2 – Il digitale non dà solo voce alla massa, il digitale la crea
La valutazione sulla quantità di persone che “seguono” un influencer non è per nulla negativa a priori. In realtà, qualità e quantità sono elementi imprescindibili: è da considerarsi moralmente inaccettabile – per capirci – anche la qualità non percepita o non fatta percepire.
Qui però il tema è un altro: la quantità di persone attive nei social crea un riverbero di microinfluenze che – se vivessero nel bar del paese – morirebbero lì. I meccanismi del social web invece fanno in modo che si autoalimentino fino a costruire metapercezioni deviate.
Anzi, un’unica metapercezione deviata dotata di una forza così incisiva da essere molto più grande della somma delle singole influenze e così strutturata da costituire un unico meta-soggetto. Insomma: “Non può non essere bravo, Lui”.
Non è molto distante, purtroppo, dai meccanismi del cyberbullismo.

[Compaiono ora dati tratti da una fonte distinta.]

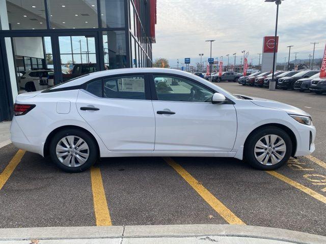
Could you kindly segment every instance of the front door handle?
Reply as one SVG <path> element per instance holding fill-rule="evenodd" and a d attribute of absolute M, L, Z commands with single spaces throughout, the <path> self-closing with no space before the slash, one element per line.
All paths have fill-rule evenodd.
<path fill-rule="evenodd" d="M 156 113 L 157 114 L 175 114 L 175 112 L 172 111 L 158 111 Z"/>
<path fill-rule="evenodd" d="M 94 108 L 94 107 L 80 107 L 81 110 L 93 110 L 97 111 L 99 110 L 99 108 Z"/>

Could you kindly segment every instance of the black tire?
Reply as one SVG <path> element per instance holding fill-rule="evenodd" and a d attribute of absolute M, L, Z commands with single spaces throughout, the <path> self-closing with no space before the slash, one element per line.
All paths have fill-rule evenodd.
<path fill-rule="evenodd" d="M 67 136 L 77 136 L 84 140 L 88 146 L 89 153 L 88 158 L 86 162 L 78 167 L 71 167 L 65 165 L 57 157 L 56 148 L 57 144 L 60 140 Z M 53 137 L 50 143 L 49 152 L 52 162 L 62 170 L 69 173 L 77 173 L 90 168 L 96 162 L 99 154 L 96 145 L 96 142 L 93 137 L 82 130 L 66 129 L 57 133 Z"/>
<path fill-rule="evenodd" d="M 255 156 L 254 149 L 256 143 L 263 136 L 267 135 L 276 135 L 281 138 L 285 143 L 286 150 L 283 159 L 274 165 L 266 165 L 258 162 Z M 268 126 L 262 128 L 254 132 L 249 137 L 244 145 L 244 161 L 254 168 L 262 170 L 274 170 L 284 165 L 288 160 L 292 152 L 292 141 L 289 135 L 284 130 L 278 127 Z"/>

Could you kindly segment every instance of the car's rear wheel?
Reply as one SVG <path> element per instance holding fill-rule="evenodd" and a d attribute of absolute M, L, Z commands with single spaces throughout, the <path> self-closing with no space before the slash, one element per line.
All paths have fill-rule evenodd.
<path fill-rule="evenodd" d="M 64 129 L 52 138 L 49 154 L 53 162 L 64 171 L 82 172 L 90 168 L 97 160 L 96 145 L 94 139 L 83 131 Z"/>
<path fill-rule="evenodd" d="M 288 160 L 292 147 L 286 132 L 278 127 L 263 128 L 255 132 L 246 142 L 245 160 L 258 169 L 276 169 Z"/>

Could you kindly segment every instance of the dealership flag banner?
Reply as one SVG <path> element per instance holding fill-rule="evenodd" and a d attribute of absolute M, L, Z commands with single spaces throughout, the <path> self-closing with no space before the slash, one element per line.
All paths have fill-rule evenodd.
<path fill-rule="evenodd" d="M 222 61 L 220 62 L 220 69 L 219 70 L 219 76 L 222 76 L 222 71 L 223 70 L 223 62 Z"/>
<path fill-rule="evenodd" d="M 206 75 L 209 75 L 209 66 L 207 65 L 206 67 Z"/>
<path fill-rule="evenodd" d="M 243 66 L 243 76 L 247 75 L 247 71 L 248 69 L 248 59 L 247 57 L 244 58 L 244 65 Z"/>
<path fill-rule="evenodd" d="M 325 50 L 324 51 L 324 57 L 322 59 L 322 62 L 321 62 L 321 68 L 320 68 L 320 77 L 326 77 L 326 46 L 325 46 Z"/>

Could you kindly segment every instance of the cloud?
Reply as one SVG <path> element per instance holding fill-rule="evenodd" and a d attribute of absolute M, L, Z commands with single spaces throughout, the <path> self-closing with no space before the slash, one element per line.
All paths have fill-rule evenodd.
<path fill-rule="evenodd" d="M 279 19 L 278 61 L 284 61 L 289 45 L 294 45 L 293 52 L 299 52 L 298 58 L 306 58 L 307 53 L 312 52 L 310 43 L 314 41 L 320 43 L 315 56 L 321 57 L 326 42 L 323 2 L 283 2 Z M 246 50 L 253 63 L 258 64 L 257 53 L 262 51 L 263 37 L 274 35 L 276 12 L 275 4 L 263 0 L 158 0 L 153 56 L 166 57 L 172 66 L 177 58 L 190 57 L 198 62 L 201 53 L 206 60 L 209 44 L 205 41 L 213 38 L 216 40 L 213 57 L 237 52 L 237 63 L 241 50 Z"/>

L’unica soluzione per le imprese

A questo punto, caro imprenditore, è giusto chiederselo.

E la risposta è: l’educazione culturale. Sensibilizzarti a tornare di nuovo a pensare al fine e non al mezzo. Qual è l’obiettivo? Fare business. A cosa serve il marketing? Ad aiutarti a fare business. Perché si chiama “social media marketing”? Perché è – senza dubbio – marketing.
Semplice, se vuoi.

Ecco perché qui ti viene proposto uno strumento concreto, pratico e pronto all’uso.

Queste 5 linee guida non ti impediranno di contattare un cattivo consulente, ma ti aiuteranno a riconoscerlo all’istante e a disinnescarlo in futuro.

1 – Parla prima di ascoltare

Entra in azienda e comincia a decantare le potenzialità del web? L’engagement e lo storytelling?
Caccialo.
Il bravo consulente parte dalle domande: sul tuo business, sui tuoi concorrenti, (…).
Anche – anzi soprattutto – se gli avevi chiesto “solo una fanpage”.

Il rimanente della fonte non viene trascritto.